Now we know that a set of positive measure contains a non-measurable subset. So let $A$ be an non-measurable subset of $h(C)$. So $M = h^{-1}(A)$ is a subset of the Cantor set and has thus zero Lebesgue measure.

So define $u := h^{-1}$. This function is measurable (Lebesgue/Borel). But $u^{-1}(M) = A$ is non-measurable.

Solution 2:

I think I have an answer that works now.

Obviously the problem is trivial if we allow $f$ to be any function between measure spaces (just take the domain to have its powerset as $\sigma$-algebra and/or the trivial $\sigma$-algebra on the codomain), so this must be a question about real functions and the Lebesgue measure.

Let $X$ be the Cantor set, $Y$ a nonmeasureable set (and hence uncountable) contained in $[0,1]$ and $g: X \to Y$ be any bijective function.
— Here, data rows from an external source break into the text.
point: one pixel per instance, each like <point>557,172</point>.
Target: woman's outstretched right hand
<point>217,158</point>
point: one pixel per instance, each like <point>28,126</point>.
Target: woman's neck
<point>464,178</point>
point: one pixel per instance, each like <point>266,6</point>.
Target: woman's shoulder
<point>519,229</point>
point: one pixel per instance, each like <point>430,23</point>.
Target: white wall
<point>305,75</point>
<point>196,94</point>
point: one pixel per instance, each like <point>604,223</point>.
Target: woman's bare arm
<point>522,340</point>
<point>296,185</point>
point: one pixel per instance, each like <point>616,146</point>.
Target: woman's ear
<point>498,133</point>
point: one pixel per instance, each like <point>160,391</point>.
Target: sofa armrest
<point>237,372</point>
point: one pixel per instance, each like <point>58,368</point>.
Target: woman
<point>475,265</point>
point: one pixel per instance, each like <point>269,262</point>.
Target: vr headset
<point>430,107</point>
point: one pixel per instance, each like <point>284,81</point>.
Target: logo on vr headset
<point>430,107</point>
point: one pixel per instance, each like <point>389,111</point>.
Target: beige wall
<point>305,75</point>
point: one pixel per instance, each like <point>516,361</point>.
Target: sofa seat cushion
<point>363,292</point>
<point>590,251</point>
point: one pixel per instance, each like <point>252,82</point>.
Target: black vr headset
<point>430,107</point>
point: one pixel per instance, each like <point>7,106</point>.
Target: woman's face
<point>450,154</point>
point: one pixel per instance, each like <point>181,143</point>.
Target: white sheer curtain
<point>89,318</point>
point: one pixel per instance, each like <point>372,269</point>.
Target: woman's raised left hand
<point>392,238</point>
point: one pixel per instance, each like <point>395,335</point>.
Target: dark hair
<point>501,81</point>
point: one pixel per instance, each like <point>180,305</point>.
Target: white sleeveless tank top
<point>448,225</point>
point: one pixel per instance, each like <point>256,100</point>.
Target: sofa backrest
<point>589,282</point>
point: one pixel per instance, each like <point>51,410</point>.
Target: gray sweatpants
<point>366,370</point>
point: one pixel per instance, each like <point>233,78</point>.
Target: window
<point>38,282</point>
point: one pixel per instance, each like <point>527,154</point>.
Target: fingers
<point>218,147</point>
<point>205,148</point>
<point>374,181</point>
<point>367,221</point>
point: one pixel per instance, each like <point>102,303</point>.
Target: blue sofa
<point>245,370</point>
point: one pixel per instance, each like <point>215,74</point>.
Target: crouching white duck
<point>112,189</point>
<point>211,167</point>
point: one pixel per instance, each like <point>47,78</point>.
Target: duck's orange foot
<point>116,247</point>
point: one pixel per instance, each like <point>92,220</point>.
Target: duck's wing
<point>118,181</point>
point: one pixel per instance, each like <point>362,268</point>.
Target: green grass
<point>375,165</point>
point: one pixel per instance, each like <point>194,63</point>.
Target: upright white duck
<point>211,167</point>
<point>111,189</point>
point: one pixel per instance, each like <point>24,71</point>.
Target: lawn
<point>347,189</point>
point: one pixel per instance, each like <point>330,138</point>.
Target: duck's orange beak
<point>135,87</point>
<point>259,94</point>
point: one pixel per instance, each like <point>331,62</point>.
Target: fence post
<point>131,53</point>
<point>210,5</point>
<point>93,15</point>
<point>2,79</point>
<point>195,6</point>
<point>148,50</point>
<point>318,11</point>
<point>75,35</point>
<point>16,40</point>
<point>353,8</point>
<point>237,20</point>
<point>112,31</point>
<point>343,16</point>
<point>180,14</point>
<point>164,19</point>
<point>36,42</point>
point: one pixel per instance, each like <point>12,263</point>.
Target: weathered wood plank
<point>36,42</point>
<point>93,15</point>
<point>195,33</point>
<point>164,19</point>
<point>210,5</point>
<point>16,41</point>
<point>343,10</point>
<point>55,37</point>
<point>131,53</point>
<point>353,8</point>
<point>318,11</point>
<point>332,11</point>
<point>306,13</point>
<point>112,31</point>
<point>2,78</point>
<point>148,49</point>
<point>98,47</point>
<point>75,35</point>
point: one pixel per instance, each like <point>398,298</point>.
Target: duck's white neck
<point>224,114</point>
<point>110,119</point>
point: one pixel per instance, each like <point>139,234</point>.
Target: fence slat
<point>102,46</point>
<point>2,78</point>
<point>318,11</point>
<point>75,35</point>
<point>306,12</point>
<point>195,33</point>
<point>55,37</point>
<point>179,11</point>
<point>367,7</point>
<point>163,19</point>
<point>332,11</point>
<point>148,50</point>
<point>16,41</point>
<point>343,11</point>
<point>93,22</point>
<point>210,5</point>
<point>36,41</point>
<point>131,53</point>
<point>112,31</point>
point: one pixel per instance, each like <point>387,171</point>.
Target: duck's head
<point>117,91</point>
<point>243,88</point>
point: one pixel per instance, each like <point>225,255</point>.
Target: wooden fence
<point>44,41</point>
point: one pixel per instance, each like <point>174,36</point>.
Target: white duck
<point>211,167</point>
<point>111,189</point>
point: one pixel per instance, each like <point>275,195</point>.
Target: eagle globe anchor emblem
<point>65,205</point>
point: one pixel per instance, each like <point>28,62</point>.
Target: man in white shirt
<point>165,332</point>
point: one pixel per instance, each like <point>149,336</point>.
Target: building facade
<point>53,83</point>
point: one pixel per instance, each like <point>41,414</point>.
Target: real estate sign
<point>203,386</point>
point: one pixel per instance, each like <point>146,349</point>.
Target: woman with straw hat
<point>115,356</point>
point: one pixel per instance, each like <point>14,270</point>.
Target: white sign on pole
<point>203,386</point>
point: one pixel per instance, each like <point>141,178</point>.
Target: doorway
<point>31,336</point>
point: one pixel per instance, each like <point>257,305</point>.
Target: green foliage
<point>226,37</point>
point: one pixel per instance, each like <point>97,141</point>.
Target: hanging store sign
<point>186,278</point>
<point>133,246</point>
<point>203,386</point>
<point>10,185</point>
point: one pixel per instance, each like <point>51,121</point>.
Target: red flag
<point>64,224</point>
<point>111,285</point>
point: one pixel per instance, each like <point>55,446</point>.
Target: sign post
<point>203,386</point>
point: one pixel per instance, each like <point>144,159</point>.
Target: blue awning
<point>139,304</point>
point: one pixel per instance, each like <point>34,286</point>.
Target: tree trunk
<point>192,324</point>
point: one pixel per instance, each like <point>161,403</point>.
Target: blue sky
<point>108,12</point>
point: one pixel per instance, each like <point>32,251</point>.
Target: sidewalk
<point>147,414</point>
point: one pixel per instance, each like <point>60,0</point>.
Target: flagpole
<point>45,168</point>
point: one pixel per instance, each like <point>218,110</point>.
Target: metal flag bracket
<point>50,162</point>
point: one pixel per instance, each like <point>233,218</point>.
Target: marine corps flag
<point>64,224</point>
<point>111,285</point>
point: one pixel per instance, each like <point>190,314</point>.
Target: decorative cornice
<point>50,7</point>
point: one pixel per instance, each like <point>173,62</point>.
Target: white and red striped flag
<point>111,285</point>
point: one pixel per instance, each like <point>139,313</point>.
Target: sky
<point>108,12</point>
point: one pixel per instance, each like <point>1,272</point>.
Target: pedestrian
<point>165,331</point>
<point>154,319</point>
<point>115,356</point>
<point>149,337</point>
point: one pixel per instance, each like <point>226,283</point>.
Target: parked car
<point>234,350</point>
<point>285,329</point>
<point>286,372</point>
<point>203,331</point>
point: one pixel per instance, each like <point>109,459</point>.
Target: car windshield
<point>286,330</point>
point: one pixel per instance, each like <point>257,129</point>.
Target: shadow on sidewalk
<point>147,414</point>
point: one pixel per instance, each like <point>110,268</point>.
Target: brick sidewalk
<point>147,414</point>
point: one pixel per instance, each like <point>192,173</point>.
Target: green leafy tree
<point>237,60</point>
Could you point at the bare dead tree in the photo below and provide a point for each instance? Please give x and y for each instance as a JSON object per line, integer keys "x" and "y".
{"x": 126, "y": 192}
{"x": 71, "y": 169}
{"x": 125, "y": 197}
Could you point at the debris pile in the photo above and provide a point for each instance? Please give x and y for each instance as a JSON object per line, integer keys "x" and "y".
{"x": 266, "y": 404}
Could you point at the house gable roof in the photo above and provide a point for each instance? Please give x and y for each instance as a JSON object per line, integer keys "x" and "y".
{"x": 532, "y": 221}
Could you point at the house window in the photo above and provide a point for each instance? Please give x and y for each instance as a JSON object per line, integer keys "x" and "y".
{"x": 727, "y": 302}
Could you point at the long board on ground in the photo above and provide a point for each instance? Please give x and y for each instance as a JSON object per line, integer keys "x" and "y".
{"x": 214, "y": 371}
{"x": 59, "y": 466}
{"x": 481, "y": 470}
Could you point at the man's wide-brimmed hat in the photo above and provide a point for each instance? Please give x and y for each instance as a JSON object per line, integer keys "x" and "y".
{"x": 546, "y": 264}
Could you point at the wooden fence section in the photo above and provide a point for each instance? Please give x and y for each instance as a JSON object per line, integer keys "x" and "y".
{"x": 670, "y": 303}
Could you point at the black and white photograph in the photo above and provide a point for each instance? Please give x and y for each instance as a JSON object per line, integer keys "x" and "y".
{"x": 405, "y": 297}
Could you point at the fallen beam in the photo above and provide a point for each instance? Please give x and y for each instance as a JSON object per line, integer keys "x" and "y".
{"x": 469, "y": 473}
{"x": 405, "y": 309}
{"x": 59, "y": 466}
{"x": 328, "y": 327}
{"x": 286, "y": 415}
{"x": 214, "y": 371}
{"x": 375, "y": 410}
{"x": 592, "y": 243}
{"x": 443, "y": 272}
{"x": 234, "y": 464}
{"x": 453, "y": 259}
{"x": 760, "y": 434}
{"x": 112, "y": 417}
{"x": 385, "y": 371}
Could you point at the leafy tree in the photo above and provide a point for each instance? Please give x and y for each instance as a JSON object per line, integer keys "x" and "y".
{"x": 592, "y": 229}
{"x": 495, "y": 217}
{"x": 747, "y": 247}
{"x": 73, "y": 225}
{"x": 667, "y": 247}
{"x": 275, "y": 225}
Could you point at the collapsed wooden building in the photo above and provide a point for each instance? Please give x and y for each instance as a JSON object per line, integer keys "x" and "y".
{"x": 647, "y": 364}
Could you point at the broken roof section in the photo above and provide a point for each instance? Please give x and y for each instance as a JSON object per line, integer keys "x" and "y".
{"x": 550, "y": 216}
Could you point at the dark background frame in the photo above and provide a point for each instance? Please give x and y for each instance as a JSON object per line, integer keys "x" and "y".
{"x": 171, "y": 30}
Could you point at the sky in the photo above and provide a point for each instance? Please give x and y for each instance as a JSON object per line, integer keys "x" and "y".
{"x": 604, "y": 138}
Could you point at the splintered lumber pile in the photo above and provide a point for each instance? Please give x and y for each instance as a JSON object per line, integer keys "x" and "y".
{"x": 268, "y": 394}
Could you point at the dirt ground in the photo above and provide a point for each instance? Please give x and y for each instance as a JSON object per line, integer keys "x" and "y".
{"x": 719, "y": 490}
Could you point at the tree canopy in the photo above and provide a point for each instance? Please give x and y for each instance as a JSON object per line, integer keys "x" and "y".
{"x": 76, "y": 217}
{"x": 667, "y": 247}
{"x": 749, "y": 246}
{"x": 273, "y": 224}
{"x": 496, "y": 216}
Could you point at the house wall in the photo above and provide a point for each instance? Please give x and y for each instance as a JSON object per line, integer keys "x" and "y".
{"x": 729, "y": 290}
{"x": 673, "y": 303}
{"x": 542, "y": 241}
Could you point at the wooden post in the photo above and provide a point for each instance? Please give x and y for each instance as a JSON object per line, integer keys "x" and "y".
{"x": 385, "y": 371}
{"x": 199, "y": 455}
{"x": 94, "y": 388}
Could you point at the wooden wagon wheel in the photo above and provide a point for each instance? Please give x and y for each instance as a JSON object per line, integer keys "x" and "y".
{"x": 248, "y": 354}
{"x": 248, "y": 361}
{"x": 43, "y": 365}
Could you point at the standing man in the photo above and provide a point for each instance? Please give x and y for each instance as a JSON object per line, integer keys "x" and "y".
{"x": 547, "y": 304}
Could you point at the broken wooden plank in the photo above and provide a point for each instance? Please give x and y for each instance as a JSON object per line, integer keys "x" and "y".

Then define $$f(x) = \begin{cases} g(x) & \text{if } x \in X \\ e^x + 2 & \text{otherwise.} \end{cases}$$

Now let $U$ be any measurable set and let us show that $f^{-1}(U)$ is measurable. If $U \cap Y = \emptyset$ then $f^{-1}(U) \subset \mathbb{R} \setminus X$ on which $f$ is continuous. In particular $f^{-1}(U)$ must be measurable. If $U \cap Y \neq \emptyset$ then we split into two more cases. First consider the possibility that $U \cap (2,\infty) = \emptyset$. Then $f^{-1}(U) \subset X$, i.e. it is a null set and hence Lebesgue measurable. And if $U \cap (2,\infty) \neq \emptyset$ then by a similar argument we see that $f^{-1}(U)$ is the disjoint union of a null set contained in $X$ and a measurable subset of $\mathbb{R}\setminus X$.

Thus $f$ is measurable, but its inverse is obviously not measurable since $(f^{-1})^{-1}(X) = f(X) = Y$.

Now if we also require $f$ to be bijective rather than just injective, then I don't know the answer. It seems much harder to construct an example in that case.